Smith took a job as Williams' business manager - booking shows and getting the group to performances on time. It didn't last. Williams and Smith were fast friends, but they were both alcoholics. Williams' wife, Audrey, fired Smith and Williams' band after one incident when they were drunk and missed a show.

Smith returned to Knoxville, sold songs for liquor money and worked odd jobs.

Williams planned on recording Smith's "The Man in the Moon Cried Last Night" in January of 1953, but Williams died on New Year's Day. Pritchett says his mother put the song away and held onto it. He only got a chance to see it recently.

Smith died in March 1963.

"All I can remember thinking is 'Why?' " says Pritchett, who was 11 at the time. Smith left six children: James, Charlotte, Connie, Sharon, Glen and David Cagle.

& "I was bitter toward him for a long time," says Pritchett. When he died we were living in Western Heights."

Even worse, at that time victims of alcoholism were simply called "drunks."

"For years we didn't hear 'He was a great this or that', it was 'I got drunk with him,' " says Pritchett.

Still, it was from these friends that the Pritchett children were able to fill in areas of their father's life and were told what songs he had written and sold. Still, it is hard to filter out truth from rumor.

Some have even said one popular performer would take Smith to a hotel for several days, keep him supplied with alcohol and come out with a handful of new tunes.

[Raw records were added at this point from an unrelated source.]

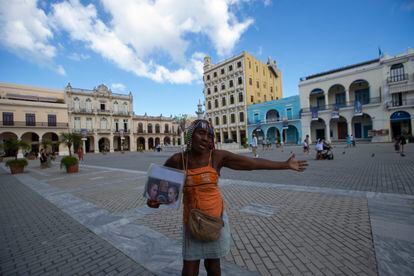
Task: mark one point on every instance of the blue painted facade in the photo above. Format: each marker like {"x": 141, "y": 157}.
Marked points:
{"x": 275, "y": 121}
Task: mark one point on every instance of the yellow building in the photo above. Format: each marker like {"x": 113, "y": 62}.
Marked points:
{"x": 233, "y": 84}
{"x": 33, "y": 114}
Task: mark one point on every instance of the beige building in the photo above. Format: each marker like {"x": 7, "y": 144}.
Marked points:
{"x": 33, "y": 114}
{"x": 372, "y": 100}
{"x": 233, "y": 84}
{"x": 108, "y": 123}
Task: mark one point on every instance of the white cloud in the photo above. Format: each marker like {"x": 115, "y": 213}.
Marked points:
{"x": 137, "y": 33}
{"x": 25, "y": 31}
{"x": 118, "y": 87}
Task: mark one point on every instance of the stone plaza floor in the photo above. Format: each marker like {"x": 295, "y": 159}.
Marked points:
{"x": 353, "y": 215}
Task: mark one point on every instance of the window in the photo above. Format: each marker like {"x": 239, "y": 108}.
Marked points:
{"x": 116, "y": 107}
{"x": 76, "y": 123}
{"x": 289, "y": 113}
{"x": 397, "y": 73}
{"x": 76, "y": 104}
{"x": 89, "y": 123}
{"x": 88, "y": 105}
{"x": 8, "y": 119}
{"x": 125, "y": 125}
{"x": 104, "y": 123}
{"x": 30, "y": 119}
{"x": 51, "y": 120}
{"x": 241, "y": 117}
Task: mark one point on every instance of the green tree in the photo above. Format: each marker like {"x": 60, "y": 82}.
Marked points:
{"x": 14, "y": 145}
{"x": 70, "y": 139}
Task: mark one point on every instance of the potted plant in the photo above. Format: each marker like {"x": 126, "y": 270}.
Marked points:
{"x": 70, "y": 162}
{"x": 16, "y": 165}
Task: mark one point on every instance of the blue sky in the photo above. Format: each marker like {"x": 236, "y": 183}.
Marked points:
{"x": 155, "y": 48}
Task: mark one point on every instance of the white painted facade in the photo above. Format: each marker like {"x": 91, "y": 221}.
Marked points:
{"x": 382, "y": 86}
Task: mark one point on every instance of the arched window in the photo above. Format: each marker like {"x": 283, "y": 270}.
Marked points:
{"x": 88, "y": 105}
{"x": 116, "y": 108}
{"x": 104, "y": 123}
{"x": 397, "y": 73}
{"x": 76, "y": 104}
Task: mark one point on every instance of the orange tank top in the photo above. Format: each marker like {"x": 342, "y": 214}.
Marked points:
{"x": 201, "y": 191}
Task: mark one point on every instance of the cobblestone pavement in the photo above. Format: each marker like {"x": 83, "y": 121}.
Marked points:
{"x": 329, "y": 220}
{"x": 37, "y": 238}
{"x": 366, "y": 167}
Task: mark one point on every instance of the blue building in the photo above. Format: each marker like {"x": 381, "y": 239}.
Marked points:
{"x": 275, "y": 121}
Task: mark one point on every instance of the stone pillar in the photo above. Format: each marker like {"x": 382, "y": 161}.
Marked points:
{"x": 96, "y": 144}
{"x": 347, "y": 96}
{"x": 111, "y": 143}
{"x": 328, "y": 132}
{"x": 349, "y": 125}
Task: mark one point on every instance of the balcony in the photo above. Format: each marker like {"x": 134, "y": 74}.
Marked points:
{"x": 17, "y": 124}
{"x": 400, "y": 103}
{"x": 397, "y": 78}
{"x": 81, "y": 110}
{"x": 376, "y": 100}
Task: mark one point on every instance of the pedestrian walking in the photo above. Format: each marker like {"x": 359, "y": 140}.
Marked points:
{"x": 254, "y": 146}
{"x": 80, "y": 153}
{"x": 201, "y": 193}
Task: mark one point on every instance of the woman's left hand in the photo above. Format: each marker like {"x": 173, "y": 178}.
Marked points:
{"x": 296, "y": 165}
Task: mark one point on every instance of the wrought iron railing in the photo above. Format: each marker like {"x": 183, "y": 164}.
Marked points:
{"x": 31, "y": 124}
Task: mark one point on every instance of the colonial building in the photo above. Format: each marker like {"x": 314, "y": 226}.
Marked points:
{"x": 233, "y": 84}
{"x": 108, "y": 122}
{"x": 371, "y": 100}
{"x": 151, "y": 131}
{"x": 33, "y": 114}
{"x": 275, "y": 121}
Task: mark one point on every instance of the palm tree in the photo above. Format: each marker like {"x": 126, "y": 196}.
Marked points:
{"x": 70, "y": 139}
{"x": 14, "y": 145}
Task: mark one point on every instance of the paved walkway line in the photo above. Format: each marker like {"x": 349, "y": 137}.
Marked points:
{"x": 151, "y": 249}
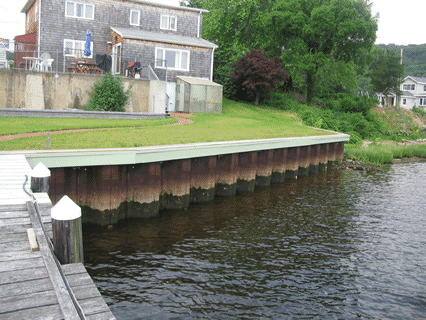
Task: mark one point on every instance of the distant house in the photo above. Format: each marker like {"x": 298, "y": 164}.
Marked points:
{"x": 413, "y": 92}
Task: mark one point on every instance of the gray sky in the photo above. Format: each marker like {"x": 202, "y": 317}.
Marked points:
{"x": 401, "y": 22}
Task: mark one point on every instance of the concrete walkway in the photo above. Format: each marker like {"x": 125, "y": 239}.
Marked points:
{"x": 175, "y": 115}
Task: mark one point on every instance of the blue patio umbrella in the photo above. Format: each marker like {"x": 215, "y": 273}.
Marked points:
{"x": 87, "y": 51}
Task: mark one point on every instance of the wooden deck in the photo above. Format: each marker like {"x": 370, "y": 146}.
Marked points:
{"x": 31, "y": 284}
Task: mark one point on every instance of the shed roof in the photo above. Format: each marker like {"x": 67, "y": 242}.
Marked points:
{"x": 416, "y": 79}
{"x": 138, "y": 34}
{"x": 199, "y": 81}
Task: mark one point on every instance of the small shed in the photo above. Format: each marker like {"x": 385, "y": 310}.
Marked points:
{"x": 198, "y": 95}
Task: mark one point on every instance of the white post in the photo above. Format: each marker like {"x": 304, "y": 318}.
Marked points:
{"x": 40, "y": 178}
{"x": 67, "y": 231}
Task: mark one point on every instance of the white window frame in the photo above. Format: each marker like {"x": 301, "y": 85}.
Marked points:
{"x": 76, "y": 4}
{"x": 168, "y": 25}
{"x": 139, "y": 17}
{"x": 410, "y": 87}
{"x": 76, "y": 53}
{"x": 160, "y": 61}
{"x": 36, "y": 11}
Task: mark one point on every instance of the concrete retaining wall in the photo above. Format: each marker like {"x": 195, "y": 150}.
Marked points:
{"x": 109, "y": 193}
{"x": 21, "y": 89}
{"x": 79, "y": 114}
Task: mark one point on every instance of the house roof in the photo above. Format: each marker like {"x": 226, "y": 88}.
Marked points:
{"x": 408, "y": 94}
{"x": 170, "y": 6}
{"x": 29, "y": 3}
{"x": 199, "y": 81}
{"x": 138, "y": 34}
{"x": 416, "y": 79}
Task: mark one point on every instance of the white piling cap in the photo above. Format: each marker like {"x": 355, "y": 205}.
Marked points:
{"x": 66, "y": 209}
{"x": 40, "y": 171}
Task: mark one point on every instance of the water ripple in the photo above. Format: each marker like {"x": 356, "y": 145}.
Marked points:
{"x": 336, "y": 245}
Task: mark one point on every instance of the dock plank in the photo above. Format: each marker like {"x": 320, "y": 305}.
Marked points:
{"x": 23, "y": 275}
{"x": 28, "y": 300}
{"x": 41, "y": 313}
{"x": 30, "y": 283}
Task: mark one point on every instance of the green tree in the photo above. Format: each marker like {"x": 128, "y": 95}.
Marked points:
{"x": 108, "y": 94}
{"x": 308, "y": 33}
{"x": 386, "y": 71}
{"x": 235, "y": 26}
{"x": 257, "y": 75}
{"x": 336, "y": 77}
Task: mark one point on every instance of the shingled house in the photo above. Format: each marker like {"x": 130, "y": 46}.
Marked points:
{"x": 139, "y": 30}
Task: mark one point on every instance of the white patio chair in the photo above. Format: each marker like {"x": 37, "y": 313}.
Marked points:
{"x": 42, "y": 63}
{"x": 4, "y": 63}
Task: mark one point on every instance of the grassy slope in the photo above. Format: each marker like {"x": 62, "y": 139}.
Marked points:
{"x": 239, "y": 121}
{"x": 10, "y": 126}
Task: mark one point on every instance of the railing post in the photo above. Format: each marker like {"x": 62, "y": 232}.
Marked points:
{"x": 40, "y": 178}
{"x": 67, "y": 231}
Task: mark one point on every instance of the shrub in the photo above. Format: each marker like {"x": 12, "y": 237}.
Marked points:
{"x": 108, "y": 95}
{"x": 355, "y": 139}
{"x": 257, "y": 75}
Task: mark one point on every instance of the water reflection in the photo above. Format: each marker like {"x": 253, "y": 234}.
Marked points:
{"x": 332, "y": 245}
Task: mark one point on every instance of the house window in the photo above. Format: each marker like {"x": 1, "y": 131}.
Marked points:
{"x": 176, "y": 59}
{"x": 408, "y": 87}
{"x": 168, "y": 22}
{"x": 134, "y": 17}
{"x": 79, "y": 10}
{"x": 36, "y": 11}
{"x": 73, "y": 48}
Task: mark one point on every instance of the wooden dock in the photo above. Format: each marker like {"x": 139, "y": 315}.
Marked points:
{"x": 32, "y": 284}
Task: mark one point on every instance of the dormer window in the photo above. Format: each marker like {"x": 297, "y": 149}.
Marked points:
{"x": 134, "y": 17}
{"x": 408, "y": 87}
{"x": 168, "y": 22}
{"x": 79, "y": 10}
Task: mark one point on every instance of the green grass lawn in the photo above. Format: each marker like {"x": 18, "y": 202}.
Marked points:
{"x": 239, "y": 121}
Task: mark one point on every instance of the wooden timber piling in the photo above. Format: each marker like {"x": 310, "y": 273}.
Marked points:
{"x": 31, "y": 282}
{"x": 108, "y": 193}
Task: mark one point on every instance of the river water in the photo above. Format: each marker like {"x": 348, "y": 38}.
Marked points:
{"x": 334, "y": 245}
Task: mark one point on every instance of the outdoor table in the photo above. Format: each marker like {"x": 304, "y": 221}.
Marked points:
{"x": 33, "y": 62}
{"x": 88, "y": 67}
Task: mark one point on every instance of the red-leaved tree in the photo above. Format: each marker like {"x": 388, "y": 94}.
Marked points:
{"x": 257, "y": 75}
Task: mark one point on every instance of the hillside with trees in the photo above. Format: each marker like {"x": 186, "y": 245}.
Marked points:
{"x": 413, "y": 58}
{"x": 332, "y": 68}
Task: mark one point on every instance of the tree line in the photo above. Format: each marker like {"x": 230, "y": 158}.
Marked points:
{"x": 313, "y": 47}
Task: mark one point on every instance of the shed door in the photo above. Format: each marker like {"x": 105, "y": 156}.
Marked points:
{"x": 116, "y": 59}
{"x": 171, "y": 92}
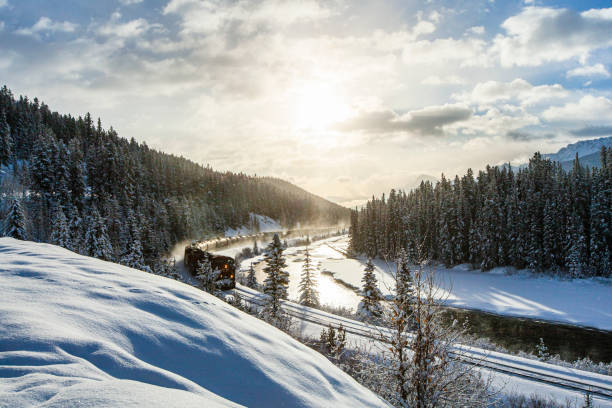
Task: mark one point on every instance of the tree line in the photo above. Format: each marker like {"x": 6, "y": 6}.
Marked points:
{"x": 69, "y": 181}
{"x": 540, "y": 217}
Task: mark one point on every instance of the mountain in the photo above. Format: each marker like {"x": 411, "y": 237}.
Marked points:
{"x": 79, "y": 332}
{"x": 416, "y": 181}
{"x": 588, "y": 152}
{"x": 87, "y": 185}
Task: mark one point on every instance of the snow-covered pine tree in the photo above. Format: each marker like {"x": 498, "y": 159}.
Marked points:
{"x": 277, "y": 281}
{"x": 401, "y": 320}
{"x": 251, "y": 281}
{"x": 133, "y": 256}
{"x": 575, "y": 259}
{"x": 97, "y": 243}
{"x": 60, "y": 235}
{"x": 6, "y": 142}
{"x": 15, "y": 222}
{"x": 370, "y": 307}
{"x": 75, "y": 227}
{"x": 309, "y": 296}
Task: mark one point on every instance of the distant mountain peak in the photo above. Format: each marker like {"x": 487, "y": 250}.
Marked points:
{"x": 582, "y": 148}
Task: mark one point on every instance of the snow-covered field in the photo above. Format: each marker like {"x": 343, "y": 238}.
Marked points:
{"x": 504, "y": 383}
{"x": 266, "y": 224}
{"x": 76, "y": 331}
{"x": 586, "y": 302}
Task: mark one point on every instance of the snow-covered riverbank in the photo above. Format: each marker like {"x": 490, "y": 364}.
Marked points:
{"x": 77, "y": 331}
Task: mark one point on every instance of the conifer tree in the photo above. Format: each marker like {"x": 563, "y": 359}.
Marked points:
{"x": 97, "y": 243}
{"x": 60, "y": 235}
{"x": 309, "y": 295}
{"x": 6, "y": 142}
{"x": 277, "y": 280}
{"x": 401, "y": 318}
{"x": 15, "y": 222}
{"x": 370, "y": 306}
{"x": 133, "y": 256}
{"x": 251, "y": 278}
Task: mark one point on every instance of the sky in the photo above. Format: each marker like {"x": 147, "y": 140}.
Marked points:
{"x": 344, "y": 98}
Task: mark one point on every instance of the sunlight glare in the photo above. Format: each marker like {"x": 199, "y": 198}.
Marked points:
{"x": 319, "y": 106}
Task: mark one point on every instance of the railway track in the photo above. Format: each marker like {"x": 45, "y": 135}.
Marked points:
{"x": 481, "y": 358}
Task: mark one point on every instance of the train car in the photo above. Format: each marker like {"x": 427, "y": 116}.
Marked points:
{"x": 224, "y": 264}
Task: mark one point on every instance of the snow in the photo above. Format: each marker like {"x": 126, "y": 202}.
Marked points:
{"x": 505, "y": 291}
{"x": 77, "y": 331}
{"x": 314, "y": 320}
{"x": 583, "y": 148}
{"x": 266, "y": 224}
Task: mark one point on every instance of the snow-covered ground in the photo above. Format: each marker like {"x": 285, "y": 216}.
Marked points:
{"x": 586, "y": 302}
{"x": 309, "y": 323}
{"x": 266, "y": 224}
{"x": 76, "y": 331}
{"x": 330, "y": 293}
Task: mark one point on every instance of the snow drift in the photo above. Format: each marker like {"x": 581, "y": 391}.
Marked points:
{"x": 77, "y": 331}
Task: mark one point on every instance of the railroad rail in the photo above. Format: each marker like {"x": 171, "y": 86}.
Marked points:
{"x": 482, "y": 358}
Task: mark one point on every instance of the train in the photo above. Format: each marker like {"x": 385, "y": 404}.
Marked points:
{"x": 226, "y": 265}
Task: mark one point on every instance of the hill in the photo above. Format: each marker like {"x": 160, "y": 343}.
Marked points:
{"x": 585, "y": 148}
{"x": 96, "y": 193}
{"x": 76, "y": 331}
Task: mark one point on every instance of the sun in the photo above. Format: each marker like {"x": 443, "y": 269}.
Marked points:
{"x": 318, "y": 106}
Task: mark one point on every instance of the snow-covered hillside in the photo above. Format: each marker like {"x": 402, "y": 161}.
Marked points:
{"x": 261, "y": 223}
{"x": 505, "y": 291}
{"x": 76, "y": 331}
{"x": 582, "y": 148}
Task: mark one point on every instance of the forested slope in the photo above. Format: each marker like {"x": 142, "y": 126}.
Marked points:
{"x": 541, "y": 217}
{"x": 87, "y": 189}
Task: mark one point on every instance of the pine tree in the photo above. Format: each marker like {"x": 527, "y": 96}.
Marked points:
{"x": 401, "y": 323}
{"x": 133, "y": 257}
{"x": 61, "y": 231}
{"x": 251, "y": 278}
{"x": 370, "y": 306}
{"x": 15, "y": 222}
{"x": 6, "y": 142}
{"x": 308, "y": 285}
{"x": 277, "y": 281}
{"x": 97, "y": 243}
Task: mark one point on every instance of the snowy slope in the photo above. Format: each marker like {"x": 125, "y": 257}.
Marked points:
{"x": 583, "y": 148}
{"x": 265, "y": 223}
{"x": 76, "y": 331}
{"x": 584, "y": 302}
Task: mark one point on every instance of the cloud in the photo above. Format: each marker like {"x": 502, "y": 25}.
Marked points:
{"x": 443, "y": 80}
{"x": 589, "y": 71}
{"x": 518, "y": 90}
{"x": 478, "y": 30}
{"x": 133, "y": 28}
{"x": 204, "y": 17}
{"x": 45, "y": 24}
{"x": 468, "y": 52}
{"x": 538, "y": 35}
{"x": 519, "y": 135}
{"x": 593, "y": 131}
{"x": 496, "y": 120}
{"x": 428, "y": 121}
{"x": 589, "y": 108}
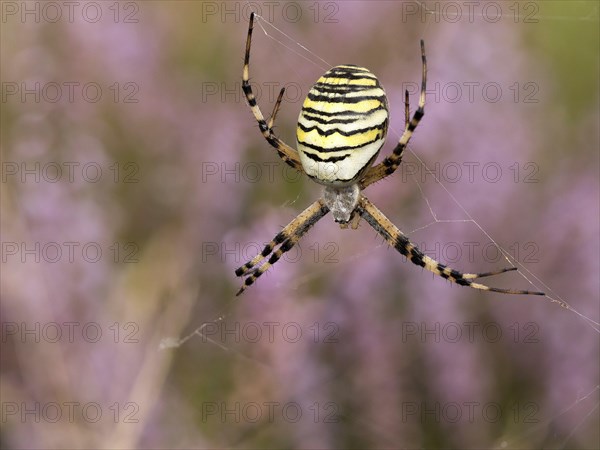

Pritchett says worst of all has been hearing performers tell stories of how they wrote songs, that his father actually wrote. Smith kept sales receipts for many of the songs and Pritchett still has them.

Even the songs that Smith didn't sell have sometimes been difficult to get credit for. Twenty years after Smith's death, Ricky Skaggs had a No. 1 hit with "I Wouldn't Change You If I Could." Bluegrass performer Jim Eanes was listed as songwriter. The publishing house had lost the contracts to the song and didn't know who had written it. The Pritchett family has a letter where Eanes requested 21 songs from Smith, but "I Wouldn't Change You" was not one of them. The family has a copy of the original song publishing contract, on which Smith kept half of the rights to the song.

After contacting Skaggs' manager and the music publisher, Smith's widow eventually began to receive royalties from the song (between $30,000 and $40,000) and Smith's name then appeared on the records.

Pritchett says the other children have tried to write songs, but they haven't inherited their father's talent.

"We used to sit and look at his materials and try to figure out how he figured things in his mind," says Pritchett. "If we had it in us, we shut it out. For so long what people told us about him we didn't like."

Pritchett has tried to interest other performers in the songs that his father left unpublished. But, as of yet, no one has been interested.

Many members of the family work at the Glenwood Sandwich Shop. Lillian has worked there for 32 years, James for 17, Connie (Corum) and Charlotte (Johnson) for nearly as long. Lillian still receives small royalty statements twice a year for songs Smith didn't sell.

% In the back room where James has spread out his father's lyrics and music, a muddy demo tape of Smith singing his songs plays quietly.

Howard's song and Potter's article may help get the voice on the tape the recognition he deserves.

"Just give this man some credit," says Pritchett. "He was a very gifted man who had probably the worst case of alcoholism that I have ever seen.

"Some people have said he had to be drunk to write good songs. If that's true he must have been drunk for a long, long time."